Figuring out how “Inception” works is half the fun, so it does no good to relay a plot description or offer a detailed explanation of the worlds of the dreams. After all, when the good guys have to enter a target’s mind, the experienced ones know they have to enter the dream cold; any knowledge of the environment could become intertwined with their own subconscious and jeopardize the mission.

Similarly, any background info on the content of the film could cloud viewers’ interpretations and prevent maximum enjoyment. Which means you shouldn’t know what a totem is, or why the film doesn’t employ the device to its full potential. And you shouldn’t know how the rules of the dreamland affect what it means to “die,” or why being sent to Limbo strikes more fear into the character’s hearts than anything else.

So what can be known about “Inception” going in? Well, for starters, the ensemble cast is tremendous. Youthful Ellen Page (“Juno”) and Joseph Gordon-Levitt (“(500) Days of Summer”) more than hold their own against the seasoned vets. Nolan gets great leverage out of his usual company of actors, from Ken Watanabe as a shady businessman to Cillian Murphy as the unwitting star of his own dream (both previously featured in “Batman Begins”). And Marion Cotillard (“Public Enemies”) gives the movie’s best performance in her many incarnations, but the particulars of who she is and why she keeps appearing are best left unanswered.

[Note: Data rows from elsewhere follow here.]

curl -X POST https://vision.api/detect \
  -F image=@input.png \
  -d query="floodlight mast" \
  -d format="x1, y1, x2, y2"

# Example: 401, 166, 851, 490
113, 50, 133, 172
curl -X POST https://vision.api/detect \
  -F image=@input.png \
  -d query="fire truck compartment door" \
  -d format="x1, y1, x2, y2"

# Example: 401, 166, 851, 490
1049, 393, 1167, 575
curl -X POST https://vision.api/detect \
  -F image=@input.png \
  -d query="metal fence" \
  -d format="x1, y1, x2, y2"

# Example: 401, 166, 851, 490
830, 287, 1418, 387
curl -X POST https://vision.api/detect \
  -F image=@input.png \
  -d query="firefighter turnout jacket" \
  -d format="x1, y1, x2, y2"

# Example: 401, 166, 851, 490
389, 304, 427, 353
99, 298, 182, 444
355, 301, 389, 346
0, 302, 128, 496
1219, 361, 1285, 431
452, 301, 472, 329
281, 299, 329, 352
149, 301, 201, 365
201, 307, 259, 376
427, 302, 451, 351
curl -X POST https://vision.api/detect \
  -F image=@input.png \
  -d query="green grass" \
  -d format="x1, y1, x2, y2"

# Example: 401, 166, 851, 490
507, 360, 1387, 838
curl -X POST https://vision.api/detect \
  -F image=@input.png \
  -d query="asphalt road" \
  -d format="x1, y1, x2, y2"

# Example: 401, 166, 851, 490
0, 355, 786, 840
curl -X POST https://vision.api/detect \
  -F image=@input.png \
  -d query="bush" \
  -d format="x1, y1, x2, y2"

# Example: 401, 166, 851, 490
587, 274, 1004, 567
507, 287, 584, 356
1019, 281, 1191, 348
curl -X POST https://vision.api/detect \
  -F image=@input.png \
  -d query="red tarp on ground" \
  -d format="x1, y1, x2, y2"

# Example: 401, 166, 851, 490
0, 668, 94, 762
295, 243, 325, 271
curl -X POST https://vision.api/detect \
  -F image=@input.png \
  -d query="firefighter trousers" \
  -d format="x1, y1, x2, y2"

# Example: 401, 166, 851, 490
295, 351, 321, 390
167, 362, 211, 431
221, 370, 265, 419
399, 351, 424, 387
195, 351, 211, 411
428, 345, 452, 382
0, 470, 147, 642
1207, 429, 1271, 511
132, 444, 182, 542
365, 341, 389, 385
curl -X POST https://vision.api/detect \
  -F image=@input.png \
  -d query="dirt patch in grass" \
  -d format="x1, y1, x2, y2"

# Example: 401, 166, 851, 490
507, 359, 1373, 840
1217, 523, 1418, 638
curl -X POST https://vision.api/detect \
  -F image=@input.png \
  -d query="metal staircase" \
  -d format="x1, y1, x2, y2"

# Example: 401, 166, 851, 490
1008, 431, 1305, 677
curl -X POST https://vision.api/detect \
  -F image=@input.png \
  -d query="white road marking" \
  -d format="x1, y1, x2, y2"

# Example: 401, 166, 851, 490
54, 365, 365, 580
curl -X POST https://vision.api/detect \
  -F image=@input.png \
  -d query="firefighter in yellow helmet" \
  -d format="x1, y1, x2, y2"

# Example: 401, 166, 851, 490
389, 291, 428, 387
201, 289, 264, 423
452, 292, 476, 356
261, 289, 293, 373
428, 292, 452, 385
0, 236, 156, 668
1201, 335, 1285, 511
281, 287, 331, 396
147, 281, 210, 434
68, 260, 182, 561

There’s also the sheer audacity of this filmmaking endeavor to be considered: Nolan shot “Inception” in six different countries, even though the majority of the movie is set within non-location-specific dreams. And those zero-gravity action scenes … holy moly, do they look great (if a bit “Matrix”-inspired).

Will “Inception” contain as many satisfying secrets in its repeat viewings as “The Prestige?” Probably not. Will some call it out for similarities to that other 2010 release starring a mentally unstable DiCaprio? Perhaps. Should this stop anyone on the planet from seeing the movie as soon as possible? Absolutely not. This nonstop adrenaline rush to the psyche will blow minds with every passing second. The movie is a living thing. It kicks.